Далее. Поскольку, судя по всему, Святой Дух и Несвятой равны силой, такого рода дуалистическая концепция дала толчок чему-то вроде поклонения дьяволу, каковому было найдено весьма сомнительное соответствие у Луки, ну, там, где евангелист говорит: «Приобретайте себе друзей богатством неправедным».
– Хотел бы я послушать проповедника, который понимает эту притчу, – заметил Марк.
– Все равно вряд ли кто сумел бы перетолковать ее так красиво, как сектанты. Они восприняли ее как прямое указание поклоняться дьяволу со всем, что ему сопутствует, – некроманией, антропоманией и прочими маниями. Так секта и продолжала существовать до конца тринадцатого века, поклоняясь Агграмаксу и Немо, когда, примерно за тридцать лет до событий, связанных с Вильгельмом Теллем, и родился Антон Винья.
Период этот, пожалуй, самый темный в истории Швейцарии, то есть самый загадочный. Вряд ли мы когда точно узнаем, существовал ли в действительности Вигьгельм Телль и стрелял ли он из лука на горном лугу Рютли. Антон Винья – фигура столь же полулегендарная. Он родился недалеко от Альтдорфа, где мирно проживал до того, как ему исполнилось двадцать семь лет. А потом спокойно заявил, что он-то и есть Немо.
СЕМЕРО С ГОЛГОФЫ
(Диаграмма, составленная Мартином Лэмом на основании разысканий Пола Леннокса)

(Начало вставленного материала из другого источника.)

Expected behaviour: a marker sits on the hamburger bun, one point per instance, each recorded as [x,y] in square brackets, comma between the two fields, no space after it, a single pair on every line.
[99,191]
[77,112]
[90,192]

Затем последовало то, что и должно последовать, когда на землю приходит одна седьмая Бога. Начались чудеса и превращения, зазвучали проповеди, появились притчи и ученики. Винья хорошо заучил Новый Завет и тщательно выстроил свою биографию по образу и подобию Христову, включая даже сорокадневное затворничество – за неимением пустыни ее роль сыграли Альпы. Судья-австриец при поддержке нескольких монахов взбунтовал против него народ, и Винью забили до смерти камнями. Какое-то время толпа продолжала забрасывать его, умирающего, булыжниками, пока вдруг не обнаружилось, что некто неведомый обрушивается на самих палачей. В самое нужное время пошел град, разверзлись хляби небесные – так случилось первое чудо виньяров. Какая-то особенно большая градина – настоящий валун – ударила судье в лоб с такой силой, что он упал замертво. И на всех таких валунах ясно, словно выгравированная кем-то, проступала небольшая семерка.